By Michelle McKenzie, Co-Manager of Bellair Farm
Farming for a season is hard work. Leading a crew all the way through a season and knowing you will do it all again next year is even harder work! Keeping your crew’s trust and respect is the best way to get through it all successfully. I’ve been co-managing a farm crew of about 15-20 people for about 5 years on a large scale diversified CSA farm. I’m certainly no expert, but I’ve learned a few things along the way, and I’ve tried to share them here.
Pay your people. Begin at the beginning. Adequate compensation is absolutely essential for a healthy workplace environment. Education can and should be offered as a perk, but if you are not paying your people a living wage, you are cheating not only your workers, but also yourself by excluding an entire class of applicants who can’t afford to work for nothing. Sick time, paid time off, educational materials and free or discounted farm products also go a long way to show your good faith. People will be happier and you will be able to ask more of them. If you choose to underpay your employees, remember that you get what you pay for and most importantly, you may be held liable if someone decides to file suit against you.

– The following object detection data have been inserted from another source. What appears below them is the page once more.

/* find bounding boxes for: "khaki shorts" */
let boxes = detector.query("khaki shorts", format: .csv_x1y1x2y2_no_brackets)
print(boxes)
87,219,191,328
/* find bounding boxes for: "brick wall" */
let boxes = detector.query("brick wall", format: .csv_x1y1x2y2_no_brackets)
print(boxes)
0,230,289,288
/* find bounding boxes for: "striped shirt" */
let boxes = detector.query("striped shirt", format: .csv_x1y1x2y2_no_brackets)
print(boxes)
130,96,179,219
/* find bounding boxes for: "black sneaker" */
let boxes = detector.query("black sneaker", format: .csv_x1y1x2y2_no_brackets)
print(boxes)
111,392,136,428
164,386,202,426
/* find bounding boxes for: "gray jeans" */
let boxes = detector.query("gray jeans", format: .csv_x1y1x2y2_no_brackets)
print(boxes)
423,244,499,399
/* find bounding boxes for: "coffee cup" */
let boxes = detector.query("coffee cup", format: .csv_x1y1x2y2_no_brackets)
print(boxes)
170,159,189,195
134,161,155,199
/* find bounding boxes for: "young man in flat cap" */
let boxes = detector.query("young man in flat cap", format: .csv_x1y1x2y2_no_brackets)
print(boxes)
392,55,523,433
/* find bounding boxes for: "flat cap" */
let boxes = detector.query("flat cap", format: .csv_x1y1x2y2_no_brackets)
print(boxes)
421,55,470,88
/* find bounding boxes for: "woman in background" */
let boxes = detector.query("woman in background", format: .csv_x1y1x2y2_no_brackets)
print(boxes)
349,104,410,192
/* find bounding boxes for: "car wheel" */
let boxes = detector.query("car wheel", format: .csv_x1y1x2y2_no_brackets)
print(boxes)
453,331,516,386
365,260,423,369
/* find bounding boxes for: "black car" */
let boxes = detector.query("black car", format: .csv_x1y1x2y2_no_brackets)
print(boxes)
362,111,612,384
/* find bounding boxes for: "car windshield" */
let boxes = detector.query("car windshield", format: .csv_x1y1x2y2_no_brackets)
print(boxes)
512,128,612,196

Create a good crew culture. Go to lengths to explain what kind of farm you’re trying to run and what you’re expecting of people who work there, and then live up to your own description. You are trying to create an atmosphere of mutual respect. Don’t talk negatively about anyone on your crew. Give people a break when they need it, but hold them accountable when they need it, too. Try to be forgiving yet fair. It is a balance, for sure, and not an easy one. If you let too many things slide, the season will get sloppy pretty quickly. If you never cut anyone a break, they will eventually get fed up and leave.
Get to know everyone on your crew. Try to develop an individual relationship with everyone. You might not always get along with everyone or have a lot in common, but to care for your crew as a whole, you need to care for each person individually. These one-on-one discussions are also invaluable opportunities to get a sense for any issues that are simmering and allow you to get ahead of them before things come to a boil.
Focus on people’s strengths, not their weaknesses. Not everyone can be good at everything, and every once in a while, you will hire someone who is not up to standard. When you start to feel this way, try to take a step back and find some positive things about the person. If you write them off immediately, you seal their fate. They will never be more useful to you than you think they are. Try to find tasks that fit their strengths. Someone might be slow and terrible at harvesting but is great at deliveries or doesn’t mind doing your version of a mundane chore. If you can’t find a proper place for them, you’ll be forced to “suffer through” the season with them or fire them, which can sometimes cause resounding waves of bad morale amongst the other crew. Make sure you rule out all possibilities before resorting to that. You might just find that you have hired the right person for the job after all!
Learn what and how to delegate effectively. Everyone has things that they cannot “let go” of, and that it completely fine. But you need to let go of as many things as you can. Being able to do this will allow you to focus your energy on broader-scope issues and open up leadership opportunities for your crew members. As you get to know people’s strengths and interests, hand-pick certain people to be help you keep an eye on certain things or lead the crew while you are gone. You can call it management or not. Of course, you will still end up managing the person who is “managing” the task, but a second set of eyes will help you out and it will be a very empowering experience for your employee.
Be willing to do whatever you ask others to do. Sure, you’ve put in your time already. But if people never see you “working hard,” they will quickly begin to resent you, and you will lose respect and productivity. This doesn’t mean you need work alongside them every second of the day, but putting in some hours doing crew work will be well worth your labor investment.
At the end of the day, only you can know the best approach for you and your farm. Management is not a one-size-fits-all approach. You will need to experiment and make mistakes. I know I’ve made many mistakes and will continue to make more! The important thing is to be striving for betterment. Your crew will notice your efforts and will work alongside you to make the farm better.
Michelle McKenzie began farming shortly after graduating from the College of William and Mary with a liberal arts degree. She has spent 7 years working at Bellair Farm, alongside her mentor, Jamie Barrett, first as an intern and now as a co-manager. She has helped the business grow from 70 CSA members to over 450 families this season. In her free time, Michelle maintains a personal garden with strange vegetables and varieties and loves birdwatching and other outdoor pursuits. She is a member of the 2017-2018 NFU Beginning Farmer Institute cohort.